Chloe Harrouche, co-founder of The Lanby, said the friend did the research on the ground, reading labels in actual stores, which was a strange approach. “Most people buy supplements through Instagram,” she explains. “They’ll say, ‘Well, if this works for them…'” About 55 percent of Americans say they get their health information from social media, which can be rife with misinformation. (Supplements don’t cure measles!) The lack of affordable health care in the United States doesn’t help either. More than 100 million Americans do not have a primary care provider.

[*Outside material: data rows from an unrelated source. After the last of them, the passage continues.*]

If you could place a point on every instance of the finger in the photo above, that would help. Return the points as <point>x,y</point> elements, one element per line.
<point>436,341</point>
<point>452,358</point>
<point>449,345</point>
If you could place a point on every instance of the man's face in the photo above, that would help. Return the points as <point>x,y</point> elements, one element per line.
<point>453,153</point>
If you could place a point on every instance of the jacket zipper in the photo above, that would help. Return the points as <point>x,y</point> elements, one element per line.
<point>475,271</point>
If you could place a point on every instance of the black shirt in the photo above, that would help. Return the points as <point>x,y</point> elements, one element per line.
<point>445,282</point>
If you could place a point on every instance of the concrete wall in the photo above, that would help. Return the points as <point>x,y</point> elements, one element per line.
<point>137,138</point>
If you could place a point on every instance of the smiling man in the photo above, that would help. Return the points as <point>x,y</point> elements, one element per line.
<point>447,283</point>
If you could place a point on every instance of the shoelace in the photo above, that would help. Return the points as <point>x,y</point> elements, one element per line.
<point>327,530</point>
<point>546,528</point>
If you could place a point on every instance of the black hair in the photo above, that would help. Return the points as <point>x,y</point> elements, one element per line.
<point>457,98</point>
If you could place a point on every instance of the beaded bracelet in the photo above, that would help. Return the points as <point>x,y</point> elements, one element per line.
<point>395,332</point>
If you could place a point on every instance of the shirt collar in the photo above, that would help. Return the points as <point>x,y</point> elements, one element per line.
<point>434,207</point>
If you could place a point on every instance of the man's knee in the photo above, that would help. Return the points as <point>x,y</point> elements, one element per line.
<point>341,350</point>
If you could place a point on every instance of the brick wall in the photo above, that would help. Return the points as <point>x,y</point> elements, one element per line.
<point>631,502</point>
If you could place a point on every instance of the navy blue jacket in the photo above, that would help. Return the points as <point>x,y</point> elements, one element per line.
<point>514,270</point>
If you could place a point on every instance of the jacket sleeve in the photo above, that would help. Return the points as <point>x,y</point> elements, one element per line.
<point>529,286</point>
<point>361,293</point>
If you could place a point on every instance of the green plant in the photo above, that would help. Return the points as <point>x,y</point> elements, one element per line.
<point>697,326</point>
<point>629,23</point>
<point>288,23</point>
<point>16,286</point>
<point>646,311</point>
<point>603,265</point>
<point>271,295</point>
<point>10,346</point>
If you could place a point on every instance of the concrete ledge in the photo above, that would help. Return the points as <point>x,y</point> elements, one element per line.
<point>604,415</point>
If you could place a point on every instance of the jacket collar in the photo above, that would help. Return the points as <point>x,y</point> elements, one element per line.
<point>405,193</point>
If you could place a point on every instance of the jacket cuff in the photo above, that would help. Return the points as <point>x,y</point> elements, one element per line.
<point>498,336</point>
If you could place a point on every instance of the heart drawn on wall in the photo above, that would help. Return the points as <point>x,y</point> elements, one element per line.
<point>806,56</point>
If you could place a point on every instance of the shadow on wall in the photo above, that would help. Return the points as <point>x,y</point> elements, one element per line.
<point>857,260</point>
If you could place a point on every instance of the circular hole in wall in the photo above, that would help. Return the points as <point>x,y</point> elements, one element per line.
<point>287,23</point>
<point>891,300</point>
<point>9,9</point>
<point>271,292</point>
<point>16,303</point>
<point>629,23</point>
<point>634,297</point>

I never miss an annual physical, but I’m still curious about the potions and lozenges I roll through. Should I subscribe to Grüns, a brand of “superfood gummies” designed to combine multivitamins with adaptogens, herbs, antioxidants, prebiotics, “super mushrooms” and the nutritional equivalent of whole vegetables and fruits? Can I live to be 100 and stay agile by taking AG1, a green powder endorsed by neuroscientist and podcaster Andrew Huberman? Should I really read one of the dozens of articles I’ve seen about creatine? Creatine, a compound said to increase muscle mass and improve cognition? (Yes, says Abby Smith-Ryan, a professor of exercise physiology at the University of North Carolina at Chapel Hill. “It’s not the one-size-fits-all miracle supplement that a lot of people are selling, but it can produce impactful results,” she says.) Is this quest all about some unfulfilled craving for that Flintstones multivitamin I was forbidden to take as a kid? (“Eat your broccoli and then we’ll talk,” my mother told me.) Or is there an encapsulated mineral standing between me and the perfect focus of Jennifer Lawrence’s hair?